Staying Connected

Social Connectedness can be seen as one of the pillars of recovery from addiction to alcohol and other drugs and a fundamental aspect of being a human being. Social Connectedness has been proposed as the primary determinant for youth adjustment (Guerra & Bradshaw, 2008). Many have touted benefits of Social Connectedness with individuals having both health and mental health conditions.

How can we now live in a world of “Social Distancing”? New language has been developed under the premise of the Novel Coronavirus 19 (COVID-19). Because this is a novel (new) virus, does this mean we need to create new words or phrases to protect the masses?

Language can be part of how individuals see themselves or the life they lead. Many spend much time contemplating the language they use to not be offensive or put individuals into “boxes.” Society and the individuals in the media have inadvertently done exactly that to the most vulnerable population, our people who have or live with underlying mental health conditions and/or substance use issues. Loneliness predicts depression (Nolen-Hoeksema & Ahrens, 2002) and we as professionals need to do our part to combat the current situation.

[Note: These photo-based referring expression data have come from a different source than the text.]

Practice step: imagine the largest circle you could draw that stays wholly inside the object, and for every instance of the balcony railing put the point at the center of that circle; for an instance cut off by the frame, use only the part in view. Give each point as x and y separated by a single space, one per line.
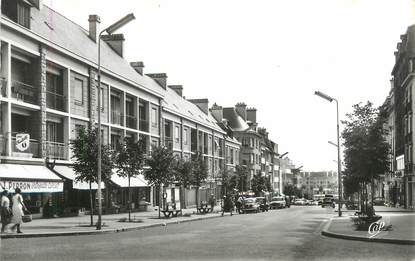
143 125
168 142
3 87
131 121
56 150
116 118
24 92
55 101
32 151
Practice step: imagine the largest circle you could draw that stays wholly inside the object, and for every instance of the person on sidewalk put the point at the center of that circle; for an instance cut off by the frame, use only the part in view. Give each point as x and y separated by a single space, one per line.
5 210
17 210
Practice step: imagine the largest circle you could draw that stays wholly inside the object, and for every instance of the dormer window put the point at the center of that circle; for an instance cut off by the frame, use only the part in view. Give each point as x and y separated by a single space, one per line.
18 11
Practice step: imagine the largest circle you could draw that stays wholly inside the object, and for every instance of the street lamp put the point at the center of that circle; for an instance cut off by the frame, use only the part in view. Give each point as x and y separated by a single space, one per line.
279 170
330 99
111 29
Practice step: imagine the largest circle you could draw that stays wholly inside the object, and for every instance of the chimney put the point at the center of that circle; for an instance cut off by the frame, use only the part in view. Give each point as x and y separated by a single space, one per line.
251 115
116 42
240 108
178 89
138 67
37 3
217 112
94 22
160 78
203 104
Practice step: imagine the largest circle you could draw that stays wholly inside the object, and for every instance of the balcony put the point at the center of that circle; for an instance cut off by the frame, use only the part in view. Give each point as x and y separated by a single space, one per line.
31 152
168 142
55 101
3 87
117 118
143 125
24 92
56 150
131 121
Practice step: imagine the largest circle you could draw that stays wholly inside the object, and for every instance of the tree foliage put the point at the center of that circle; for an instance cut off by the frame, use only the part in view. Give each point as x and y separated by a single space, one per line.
85 155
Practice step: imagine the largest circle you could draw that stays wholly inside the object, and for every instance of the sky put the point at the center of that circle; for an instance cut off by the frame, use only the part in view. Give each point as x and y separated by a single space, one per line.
270 54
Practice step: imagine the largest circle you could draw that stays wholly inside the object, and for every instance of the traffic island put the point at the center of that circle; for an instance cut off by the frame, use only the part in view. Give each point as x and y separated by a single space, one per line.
402 232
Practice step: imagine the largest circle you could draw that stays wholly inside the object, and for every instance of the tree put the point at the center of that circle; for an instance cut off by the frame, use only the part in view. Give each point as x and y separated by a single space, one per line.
85 154
366 149
129 159
160 172
200 173
183 173
242 174
258 184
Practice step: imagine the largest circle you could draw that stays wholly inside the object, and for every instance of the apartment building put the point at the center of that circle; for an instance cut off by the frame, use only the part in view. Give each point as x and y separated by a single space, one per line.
49 90
322 182
403 84
258 153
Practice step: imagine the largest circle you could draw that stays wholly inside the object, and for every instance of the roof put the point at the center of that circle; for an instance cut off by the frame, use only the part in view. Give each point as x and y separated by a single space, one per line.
174 102
61 31
236 122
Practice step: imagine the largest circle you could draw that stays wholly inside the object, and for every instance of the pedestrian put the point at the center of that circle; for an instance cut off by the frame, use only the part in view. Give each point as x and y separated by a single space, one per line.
5 210
17 210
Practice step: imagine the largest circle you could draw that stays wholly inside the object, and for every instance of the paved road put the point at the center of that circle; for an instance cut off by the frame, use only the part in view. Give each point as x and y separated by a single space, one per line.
288 234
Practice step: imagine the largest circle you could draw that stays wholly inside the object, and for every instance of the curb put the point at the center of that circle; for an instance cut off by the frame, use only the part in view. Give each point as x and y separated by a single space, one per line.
327 233
104 231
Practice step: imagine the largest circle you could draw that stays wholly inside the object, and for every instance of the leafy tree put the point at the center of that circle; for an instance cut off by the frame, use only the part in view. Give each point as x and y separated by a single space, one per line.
85 154
258 184
160 172
200 173
183 173
130 159
366 149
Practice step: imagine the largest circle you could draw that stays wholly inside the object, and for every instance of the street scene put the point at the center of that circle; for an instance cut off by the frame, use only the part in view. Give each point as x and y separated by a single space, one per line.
207 130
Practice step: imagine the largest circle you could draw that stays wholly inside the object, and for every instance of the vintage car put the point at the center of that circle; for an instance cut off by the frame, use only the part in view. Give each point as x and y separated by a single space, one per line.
278 202
249 205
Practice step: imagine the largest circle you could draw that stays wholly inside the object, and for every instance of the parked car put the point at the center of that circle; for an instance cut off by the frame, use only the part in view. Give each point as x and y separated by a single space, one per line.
277 202
328 202
263 203
378 201
249 205
299 201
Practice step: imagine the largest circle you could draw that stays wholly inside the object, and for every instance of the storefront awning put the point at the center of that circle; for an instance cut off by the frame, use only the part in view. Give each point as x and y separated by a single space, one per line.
69 173
29 178
138 181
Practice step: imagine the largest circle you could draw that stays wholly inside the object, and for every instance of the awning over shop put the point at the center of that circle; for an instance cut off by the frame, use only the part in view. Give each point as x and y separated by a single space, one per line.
29 178
138 181
69 173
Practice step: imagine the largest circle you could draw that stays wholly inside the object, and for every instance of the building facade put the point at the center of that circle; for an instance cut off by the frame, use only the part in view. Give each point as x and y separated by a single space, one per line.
49 90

So, what if we asked people to “physically distance” themselves? Would this be viewed in another fashion? Is this not what we are asking people to do? Create space between you and the others around you to help “flatten the curve” and reduce the spread of COVID-19.

Where does “Social Connectedness” fall now? We need to recreate how our helping environments provide safety around gathering. Churches, social clubs, bars, and 12 step groups (important to our population), have created new ways for folks to connect socially. The use of social media platforms, such as Facebook, Zoom, Facetime, and many others are the norm to provide the connection people attempt to reach. 

What about the physical touch of another human being? The social hug from a stranger whose culture believes in hugging is part of “Social Connectedness.” For the common good, hugging and proximity to others will have to wait.

We can work to change the language which seems to now be a part of our daily lives and think about how language can affect those around us.